The Wiener Werkstätte ("Vienna Workshop"), established in 1903 by the graphic designer and painter Koloman Moser, the architect Josef Hoffmann and the patron Fritz Waerndorfer, was a productive association in Vienna, Austria, which brought together architects, artists, designers and artisans working in ceramics, fashion, silver, furniture and the graphic arts. The Workshop was "dedicated to the artistic production of utilitarian items in a wide range of media, including metalwork, leatherwork, bookbinding, woodworking, ceramics, postcards and graphic art, and jewelry." This meant the workshop created many items used in domestic spaces, which, as the scholar Rebecca Houze has argued, were previously seen as the domain of women. It is regarded as a pioneer of modern design, and its influence can be seen in later styles such as Bauhaus and Art Deco.

The company, was officially recorded in commercial court records as the Wiener Werkstätte Productiv-Genossenschaft von Kunsthandwerkern (Productive Cooperative of Artisans), though it was not really a cooperative but operated essentially as a manufacturing firm and retail store not entirely an alliance of artisans.

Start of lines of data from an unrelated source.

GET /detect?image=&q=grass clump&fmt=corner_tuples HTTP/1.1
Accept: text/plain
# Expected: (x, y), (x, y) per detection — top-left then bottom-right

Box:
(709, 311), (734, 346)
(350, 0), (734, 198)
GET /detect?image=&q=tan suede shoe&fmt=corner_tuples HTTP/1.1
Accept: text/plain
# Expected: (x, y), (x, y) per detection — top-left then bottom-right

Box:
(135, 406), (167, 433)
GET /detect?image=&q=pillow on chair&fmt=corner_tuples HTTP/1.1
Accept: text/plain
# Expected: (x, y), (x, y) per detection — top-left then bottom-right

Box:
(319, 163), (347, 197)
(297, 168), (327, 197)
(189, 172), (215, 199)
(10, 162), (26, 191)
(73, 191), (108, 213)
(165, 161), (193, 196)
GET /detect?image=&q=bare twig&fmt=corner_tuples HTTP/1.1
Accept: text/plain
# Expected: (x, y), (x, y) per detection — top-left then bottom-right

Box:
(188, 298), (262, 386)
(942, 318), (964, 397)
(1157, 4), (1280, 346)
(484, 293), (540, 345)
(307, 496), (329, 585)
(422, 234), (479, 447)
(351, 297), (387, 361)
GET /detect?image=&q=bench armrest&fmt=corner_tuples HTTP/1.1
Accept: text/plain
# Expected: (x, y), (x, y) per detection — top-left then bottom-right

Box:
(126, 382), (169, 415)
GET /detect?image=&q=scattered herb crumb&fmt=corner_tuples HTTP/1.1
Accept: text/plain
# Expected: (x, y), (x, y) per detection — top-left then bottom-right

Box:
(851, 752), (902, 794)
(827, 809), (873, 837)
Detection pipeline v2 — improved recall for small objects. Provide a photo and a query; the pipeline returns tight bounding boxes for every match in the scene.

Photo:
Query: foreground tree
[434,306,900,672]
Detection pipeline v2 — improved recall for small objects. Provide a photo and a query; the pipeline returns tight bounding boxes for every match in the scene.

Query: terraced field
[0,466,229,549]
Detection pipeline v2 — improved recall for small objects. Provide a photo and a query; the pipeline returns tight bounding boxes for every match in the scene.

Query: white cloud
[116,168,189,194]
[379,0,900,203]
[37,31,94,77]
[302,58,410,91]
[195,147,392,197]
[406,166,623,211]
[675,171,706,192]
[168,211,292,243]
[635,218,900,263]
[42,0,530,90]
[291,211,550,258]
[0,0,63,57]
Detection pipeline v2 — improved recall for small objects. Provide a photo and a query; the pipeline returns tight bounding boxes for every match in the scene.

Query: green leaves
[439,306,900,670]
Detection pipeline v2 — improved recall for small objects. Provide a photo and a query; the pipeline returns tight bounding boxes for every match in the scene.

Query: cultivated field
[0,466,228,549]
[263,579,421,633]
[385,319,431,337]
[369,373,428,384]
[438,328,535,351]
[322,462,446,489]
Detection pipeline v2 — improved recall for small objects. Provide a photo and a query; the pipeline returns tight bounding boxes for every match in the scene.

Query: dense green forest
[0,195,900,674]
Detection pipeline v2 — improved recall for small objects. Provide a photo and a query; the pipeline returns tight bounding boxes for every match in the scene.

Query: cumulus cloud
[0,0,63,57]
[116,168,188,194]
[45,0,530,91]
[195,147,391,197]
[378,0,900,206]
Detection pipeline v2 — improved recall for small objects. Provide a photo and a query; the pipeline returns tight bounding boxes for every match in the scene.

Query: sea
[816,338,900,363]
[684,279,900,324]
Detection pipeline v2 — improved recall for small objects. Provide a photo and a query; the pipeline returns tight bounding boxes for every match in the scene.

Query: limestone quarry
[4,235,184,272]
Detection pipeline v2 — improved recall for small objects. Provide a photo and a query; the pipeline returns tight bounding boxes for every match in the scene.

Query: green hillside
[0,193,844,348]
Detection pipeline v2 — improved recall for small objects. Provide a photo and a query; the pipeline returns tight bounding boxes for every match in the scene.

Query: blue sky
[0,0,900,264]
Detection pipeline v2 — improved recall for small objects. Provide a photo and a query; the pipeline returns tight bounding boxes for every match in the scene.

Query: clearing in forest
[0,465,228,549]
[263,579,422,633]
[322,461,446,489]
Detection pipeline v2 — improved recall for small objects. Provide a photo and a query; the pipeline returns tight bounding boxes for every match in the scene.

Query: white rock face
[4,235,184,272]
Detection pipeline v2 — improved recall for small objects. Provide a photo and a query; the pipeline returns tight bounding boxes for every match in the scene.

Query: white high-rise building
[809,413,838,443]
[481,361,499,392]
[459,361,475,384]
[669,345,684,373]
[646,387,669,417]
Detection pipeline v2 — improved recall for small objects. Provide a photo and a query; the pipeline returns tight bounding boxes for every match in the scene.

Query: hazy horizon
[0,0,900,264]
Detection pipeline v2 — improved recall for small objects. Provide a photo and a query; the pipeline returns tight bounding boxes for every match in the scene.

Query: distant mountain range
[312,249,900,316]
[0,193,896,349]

Following World War I, the workshop was beset by financial troubles and material shortages. Attempts to expand the workshop's base were unsuccessful, as was a reorganization under the direction of Austrian artist Philipp Häusler. In 1926, Workshop financier Otto Primavesi's bank failed and the Workshop limped through the stock market crash in 1929. Ultimately it was forced to close in 1932.

==Origins==
The enterprise evolved from the Vienna Secession, founded in 1897 as a progressive alliance of artists and designers. From the start, the Secession had placed special emphasis on the applied arts, and its 1900 exhibition surveying the work of contemporary European design workshops prompted the young architect Josef Hoffmann and his artist friend Koloman Moser to consider establishing a similar enterprise.

Finally in 1903, with backing from the industrialist Fritz Wärndorfer, the Wiener Werkstätte began operations in three small rooms; it soon expanded to fill a three-story building with separate, specially designed facilities for metalwork, leatherwork, bookbinding, furniture and a paint shop. The range of product lines also included leather goods, enamel, jewellery, textiles, millinery fashion, lace, postcards and ceramics.

== Style ==
The Workshop "derived inspiration from the rich tradition of the glorious past" with fine workmanship and high attention to detail, hearkening back to a more civilized, and secure, time. Beginning with the 14th Exhibition of the Vienna Secession in 1902, the radical distinctiveness of certain Viennese artists began to emerge, setting a foundation for the widespread Modernist movement; this became known as Wiener-Werkstätte-Stil (literally, the Vienna Workshops Style). Among the innovators were the Austrian designers Gisela Falke von Lilienstein and Else Unger, and the Viennese architect Josef Hoffmann. The latter's cubist sculpture created in 1902 marked a break into independence for many Viennese artists. His works from this period are especially remarkable when one considers that the term "cubism" only found its way into the art lexicon around 1907 to describe the work of Pablo Picasso.

Dresses by Eduard Josef Wimmer-Wisgrill inspired Paul Poiret's when the latter visited the Workshop's Berlin exhibition in 1913. The work was considered both highly fashionable as well as functional. Other pieces at the exhibition included day and evening clothes, housedresses and negligees. Some of the earliest productions of the fashion workshop were artist smocks for Klimt and sculptor Anton Hanack.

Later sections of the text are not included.